# Truck seat covers



## kingoutdoors55 (May 2, 2017)

I think this would be the place to post but I recently just got a new truck and don't wanna ruin the leather and wondered if anybody had some reviews on seat covers. Would love something atlas water resistant and something full covers and protects the seats. Thanks


----------



## Nicodemus (May 2, 2017)

Marathon seat covers. I really like mine.


----------



## northgeorgiasportsman (May 2, 2017)

Nicodemus said:


> Marathon seat covers. I really like mine.



x2 on the Marathons.  I ordered some the day I bought my truck.  Extremely durable, waterproof, and fits like a glove.  Pricey, but I guarantee my upholstery looks factory new underneath.


----------



## model88_308 (May 2, 2017)

I love leather seats. When I got my new truck, I decided on dark leather to prevent dirt and stains from showing. Its now almost 13 yrs later and every seat still looks great save for a couple of splits in the leather in the center of the drivers seat. It happened about 6 months or so ago and I'll get that bottom seat cushion replaced. No covers for me. Did I mention, I love leather seats?

Hope you find a good replcement(?) for the leather on yours.


----------



## lonewolf247 (May 3, 2017)

I like leather seats too!  I've never had them before until my last truck.  I go 11 months with no covers, and only use two large black beach towels, over them for the month of January, in the wet part of our deer season. Works good for me.  

I've got a bottle of leather conditioner handy, and treat them often.


----------



## triple play (May 3, 2017)

Any help on seat covers for a Toyota Tacoma??


----------



## lonewolf247 (May 3, 2017)

To me, unless you are only talking about covering up the seats with covers, for a month, or maybe two, during hunting season, it defeats the purpose of buying nice leather seats?  If you cover them up year round, your not able to enjoy the nice leather finish. 

I guess if it preserves them, the next owner will appreciate it, but I bought leather seats to enjoy them.
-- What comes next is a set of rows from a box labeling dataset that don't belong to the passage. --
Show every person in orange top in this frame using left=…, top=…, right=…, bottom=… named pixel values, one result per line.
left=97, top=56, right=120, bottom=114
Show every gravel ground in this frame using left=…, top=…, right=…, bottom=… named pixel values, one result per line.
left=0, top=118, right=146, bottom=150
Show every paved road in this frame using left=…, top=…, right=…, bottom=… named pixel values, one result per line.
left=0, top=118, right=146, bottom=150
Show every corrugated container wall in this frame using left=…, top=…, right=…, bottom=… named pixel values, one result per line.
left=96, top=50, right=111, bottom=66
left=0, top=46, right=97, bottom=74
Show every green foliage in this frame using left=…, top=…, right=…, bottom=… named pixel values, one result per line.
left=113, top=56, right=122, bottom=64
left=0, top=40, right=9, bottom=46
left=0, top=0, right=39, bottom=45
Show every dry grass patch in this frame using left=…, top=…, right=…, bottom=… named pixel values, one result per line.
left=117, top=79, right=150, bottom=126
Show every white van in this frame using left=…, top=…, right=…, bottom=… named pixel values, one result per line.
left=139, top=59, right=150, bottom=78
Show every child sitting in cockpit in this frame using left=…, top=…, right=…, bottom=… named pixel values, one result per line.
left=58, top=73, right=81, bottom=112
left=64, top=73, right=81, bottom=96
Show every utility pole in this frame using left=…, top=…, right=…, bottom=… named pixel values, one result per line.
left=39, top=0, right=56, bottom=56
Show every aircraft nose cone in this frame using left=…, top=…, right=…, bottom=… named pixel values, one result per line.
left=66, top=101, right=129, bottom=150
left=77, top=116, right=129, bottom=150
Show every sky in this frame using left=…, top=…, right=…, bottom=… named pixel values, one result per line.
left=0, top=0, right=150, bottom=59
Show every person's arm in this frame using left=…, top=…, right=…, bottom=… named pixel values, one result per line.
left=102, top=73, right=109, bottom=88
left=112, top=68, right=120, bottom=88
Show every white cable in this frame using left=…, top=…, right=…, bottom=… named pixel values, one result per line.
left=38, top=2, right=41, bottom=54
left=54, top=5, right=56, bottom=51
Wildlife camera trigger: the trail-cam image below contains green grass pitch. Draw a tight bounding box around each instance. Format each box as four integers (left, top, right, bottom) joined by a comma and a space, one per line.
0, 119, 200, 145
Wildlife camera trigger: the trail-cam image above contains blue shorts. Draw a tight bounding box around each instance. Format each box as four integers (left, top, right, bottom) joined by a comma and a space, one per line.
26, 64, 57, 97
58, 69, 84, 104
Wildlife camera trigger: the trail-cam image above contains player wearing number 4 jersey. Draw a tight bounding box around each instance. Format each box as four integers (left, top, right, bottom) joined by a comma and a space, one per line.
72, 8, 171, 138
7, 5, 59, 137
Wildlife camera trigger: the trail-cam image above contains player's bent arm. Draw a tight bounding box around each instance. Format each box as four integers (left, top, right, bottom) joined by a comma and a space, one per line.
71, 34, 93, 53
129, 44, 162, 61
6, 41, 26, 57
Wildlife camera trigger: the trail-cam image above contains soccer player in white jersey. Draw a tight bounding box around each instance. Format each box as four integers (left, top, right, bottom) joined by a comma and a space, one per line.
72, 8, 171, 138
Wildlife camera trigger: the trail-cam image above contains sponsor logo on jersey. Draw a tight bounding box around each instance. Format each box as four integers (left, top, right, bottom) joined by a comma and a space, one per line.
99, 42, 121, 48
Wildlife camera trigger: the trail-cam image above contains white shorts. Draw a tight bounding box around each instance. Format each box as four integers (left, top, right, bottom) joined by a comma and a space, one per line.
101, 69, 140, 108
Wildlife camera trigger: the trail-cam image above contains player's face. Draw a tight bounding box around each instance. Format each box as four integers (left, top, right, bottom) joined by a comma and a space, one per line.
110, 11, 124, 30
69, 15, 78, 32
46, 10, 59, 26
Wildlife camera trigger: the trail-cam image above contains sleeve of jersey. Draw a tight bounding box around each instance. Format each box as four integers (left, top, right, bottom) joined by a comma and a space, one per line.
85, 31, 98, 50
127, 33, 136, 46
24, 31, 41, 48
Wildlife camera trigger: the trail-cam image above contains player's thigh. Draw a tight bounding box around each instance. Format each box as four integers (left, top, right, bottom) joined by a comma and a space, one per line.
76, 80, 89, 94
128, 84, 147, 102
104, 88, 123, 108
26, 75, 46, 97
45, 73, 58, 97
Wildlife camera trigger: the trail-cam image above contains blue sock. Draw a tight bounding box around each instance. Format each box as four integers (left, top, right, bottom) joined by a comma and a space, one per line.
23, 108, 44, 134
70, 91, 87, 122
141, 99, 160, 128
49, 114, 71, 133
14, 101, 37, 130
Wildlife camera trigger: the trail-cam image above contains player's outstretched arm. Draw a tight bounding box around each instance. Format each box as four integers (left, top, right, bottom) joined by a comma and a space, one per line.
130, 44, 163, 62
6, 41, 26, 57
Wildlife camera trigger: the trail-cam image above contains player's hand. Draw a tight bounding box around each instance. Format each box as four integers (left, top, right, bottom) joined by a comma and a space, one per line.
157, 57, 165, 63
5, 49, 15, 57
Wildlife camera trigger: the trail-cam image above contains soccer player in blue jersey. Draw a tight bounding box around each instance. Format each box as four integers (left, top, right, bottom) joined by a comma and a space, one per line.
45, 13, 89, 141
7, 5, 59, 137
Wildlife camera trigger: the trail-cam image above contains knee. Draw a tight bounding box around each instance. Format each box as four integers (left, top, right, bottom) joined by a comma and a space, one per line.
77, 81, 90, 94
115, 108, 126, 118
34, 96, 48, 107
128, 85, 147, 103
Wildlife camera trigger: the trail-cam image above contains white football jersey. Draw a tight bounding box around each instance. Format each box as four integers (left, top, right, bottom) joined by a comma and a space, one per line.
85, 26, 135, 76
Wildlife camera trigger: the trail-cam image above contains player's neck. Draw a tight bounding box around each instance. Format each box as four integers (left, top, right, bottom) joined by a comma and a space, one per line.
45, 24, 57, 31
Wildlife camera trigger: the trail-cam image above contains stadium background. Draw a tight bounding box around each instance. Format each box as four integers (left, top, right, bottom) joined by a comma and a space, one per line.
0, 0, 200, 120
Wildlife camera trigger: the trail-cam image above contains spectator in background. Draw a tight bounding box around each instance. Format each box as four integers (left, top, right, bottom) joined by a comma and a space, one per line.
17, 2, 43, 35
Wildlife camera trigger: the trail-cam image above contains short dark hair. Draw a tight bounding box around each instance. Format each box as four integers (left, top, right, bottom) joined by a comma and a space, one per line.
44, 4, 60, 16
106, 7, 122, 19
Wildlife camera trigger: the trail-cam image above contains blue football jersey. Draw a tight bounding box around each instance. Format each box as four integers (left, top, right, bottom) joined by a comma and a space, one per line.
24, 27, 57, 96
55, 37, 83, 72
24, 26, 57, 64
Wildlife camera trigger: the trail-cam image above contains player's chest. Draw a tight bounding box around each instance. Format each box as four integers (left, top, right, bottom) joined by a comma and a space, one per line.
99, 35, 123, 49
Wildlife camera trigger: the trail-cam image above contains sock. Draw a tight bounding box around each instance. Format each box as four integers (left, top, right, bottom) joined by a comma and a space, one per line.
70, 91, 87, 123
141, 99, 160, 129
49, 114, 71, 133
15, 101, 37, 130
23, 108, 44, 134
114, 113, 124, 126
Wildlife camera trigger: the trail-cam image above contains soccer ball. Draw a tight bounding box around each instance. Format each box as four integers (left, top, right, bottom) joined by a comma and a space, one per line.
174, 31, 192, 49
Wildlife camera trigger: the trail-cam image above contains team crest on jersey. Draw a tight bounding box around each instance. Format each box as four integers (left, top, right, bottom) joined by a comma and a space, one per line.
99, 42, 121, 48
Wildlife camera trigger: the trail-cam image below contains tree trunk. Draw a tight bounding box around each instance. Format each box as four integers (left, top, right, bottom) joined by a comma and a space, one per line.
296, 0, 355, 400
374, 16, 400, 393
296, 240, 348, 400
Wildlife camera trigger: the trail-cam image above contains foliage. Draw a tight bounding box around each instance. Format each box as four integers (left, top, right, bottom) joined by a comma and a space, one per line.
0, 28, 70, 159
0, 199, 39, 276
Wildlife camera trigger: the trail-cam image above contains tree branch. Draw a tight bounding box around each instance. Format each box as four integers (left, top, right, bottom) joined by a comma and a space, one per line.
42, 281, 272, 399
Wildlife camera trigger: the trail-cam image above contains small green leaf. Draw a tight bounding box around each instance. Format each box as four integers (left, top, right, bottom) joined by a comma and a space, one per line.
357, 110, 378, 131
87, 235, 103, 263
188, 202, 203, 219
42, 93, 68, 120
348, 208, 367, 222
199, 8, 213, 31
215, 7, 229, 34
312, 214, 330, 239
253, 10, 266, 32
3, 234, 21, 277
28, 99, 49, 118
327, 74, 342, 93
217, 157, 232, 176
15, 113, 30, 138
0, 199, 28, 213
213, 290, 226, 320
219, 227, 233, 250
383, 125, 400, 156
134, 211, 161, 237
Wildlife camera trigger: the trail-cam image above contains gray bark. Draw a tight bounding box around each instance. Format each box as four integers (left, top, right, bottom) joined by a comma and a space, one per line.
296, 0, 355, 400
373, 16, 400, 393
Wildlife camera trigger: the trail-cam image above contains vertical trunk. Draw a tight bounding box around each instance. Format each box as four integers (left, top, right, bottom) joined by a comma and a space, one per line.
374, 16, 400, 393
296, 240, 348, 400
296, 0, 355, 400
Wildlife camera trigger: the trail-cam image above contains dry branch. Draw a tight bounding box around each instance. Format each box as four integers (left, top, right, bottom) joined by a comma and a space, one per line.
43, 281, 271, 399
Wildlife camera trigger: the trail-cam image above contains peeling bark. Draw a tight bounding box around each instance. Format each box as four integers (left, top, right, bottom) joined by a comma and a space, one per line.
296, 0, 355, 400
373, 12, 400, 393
To each his own though....


----------



## Hooty Hoot (May 3, 2017)

I prefer fabric seats. I have leather on my F-250 but I had no choice. I did price a set of covers for nearly $400 for just the front seats. I thought that was a little over the top.
Does anyone have these Marathon covers on an F-250?


----------



## Nicodemus (May 3, 2017)

triple play said:


> Any help on seat covers for a Toyota Tacoma??





I have Marathon`s on my 2013 Tacoma.


----------



## cr00241 (May 3, 2017)

https://www.wetokole.com/

They are pricey but they are good.


----------



## oops1 (May 3, 2017)

I bought my truck used and it had carhartt seat covers on the front three seats and the console .. Liked them so much..I bought a set for the rear seats.. They're pricey but I love them. Machine washable and they kind of form to the seats after a while and spills don't go through them.


----------



## triple play (May 4, 2017)

Nicodemus said:


> I have Marathon`s on my 2013 Tacoma.



Marathon seat covers out of Bozeman, MT. I found their website. I recently picked up a 2013 Tacoma also.


----------



## triple play (May 12, 2017)

The seat covers are now 11 weeks out.


----------



## bilgerat (May 12, 2017)

I love My Marathon durahides too


----------



## red neck richie (May 12, 2017)

kingoutdoors55 said:


> I think this would be the place to post but I recently just got a new truck and don't wanna ruin the leather and wondered if anybody had some reviews on seat covers. Would love something atlas water resistant and something full covers and protects the seats. Thanks



Go with neoprene seat covers. Mine are made by hatchie bottom outdoor products. Neoprene is what they make wet suits out of. Water resistant and thick to keep mud and blood or whatever off your seats. Had them for 8 years and they are just starting to fade and wear out.


----------



## EJC (May 18, 2017)

Wet okole.


----------



## Buckaroo93 (Jun 7, 2017)

^^^^^ These


----------



## Eudora (Jun 7, 2017)

Reminds me of the joke "why do men like women in leather dresses? Reminds them of the smell of a new truck". Badum-bumm .... I'm here all week


----------



## T-N-T (Jun 8, 2017)

I just ordered some from coverking
ballistic cloth in kryptek Camo
They have a molle system on the back that holds pouches and such for junk storage.

They are expected in about a month...


----------



## triple play (Jun 8, 2017)

My Marathons came today-supposed to take 11 wks. but only took about 4 wks.


----------



## Gaducker (Jun 11, 2017)

Hooty Hoot said:


> I prefer fabric seats. I have leather on my F-250 but I had no choice. I did price a set of covers for nearly $400 for just the front seats. I thought that was a little over the top.
> Does anyone have these Marathon covers on an F-250?



I have had a them on front and back of my f350 for 10 years.


----------



## Dub (Dec 7, 2017)

EJC said:


> Wet okole.



I've had a set of Wet Okole covers in my Tacoma for a month so far.

I am very, very happy with them.

I went with their adjustable lumbar support and heated seat options.   Outstanding comfort.


Stock seats:














With the Wet Okole covers:


----------